The vaccine will take at least a year to a year and a half before it’s ready for widespread use, according to Dr. Anthony Fauci, director of the NIH’s National Institute of Allergy and Infectious Diseases. Until then, the virus will continue to spread until enough people have developed an immunity to the virus to break chains of transmission, also known as “herd immunity.”
How did they come up with the three time periods?
Taking into account possible social distancing measures, Jha and his team modeled the range of infection rates over three time periods — six, 12 and 18 months — to understand how slowing the spread of infections could affect hospital capacity.

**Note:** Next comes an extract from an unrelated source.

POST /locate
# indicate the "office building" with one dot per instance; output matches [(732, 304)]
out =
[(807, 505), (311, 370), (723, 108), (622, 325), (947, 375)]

If the country only enacts moderate social distancing measures, such as reducing the frequency of large gatherings, the disease could spread over a short period of time, like six months, and overwhelm nearly all of the nation’s hospital systems. With more extreme measures, like the types of quarantines used in Wuhan, the disease could be spread out over 18 months or longer, which would decrease pressure on the nation’s hospitals.
How did the experts estimate what proportion of people infected would need hospitalization? How uniform has that been country to country so far?
The Harvard team relied on estimates of hospitalization rates from Wuhan, the most robust data to date. The pandemic is still in a relatively early stage in most parts of the world, and hospitalization numbers have varied significantly from country to country. The data from Wuhan showed a 20% hospitalization rate overall. Because people who are over 65 have a 50% greater risk of hospitalization if they contract the virus, the team adjusted its numbers to account for the age variation, with a hospitalization rate of 19% for those under 65 and 28.5% for those older than 65.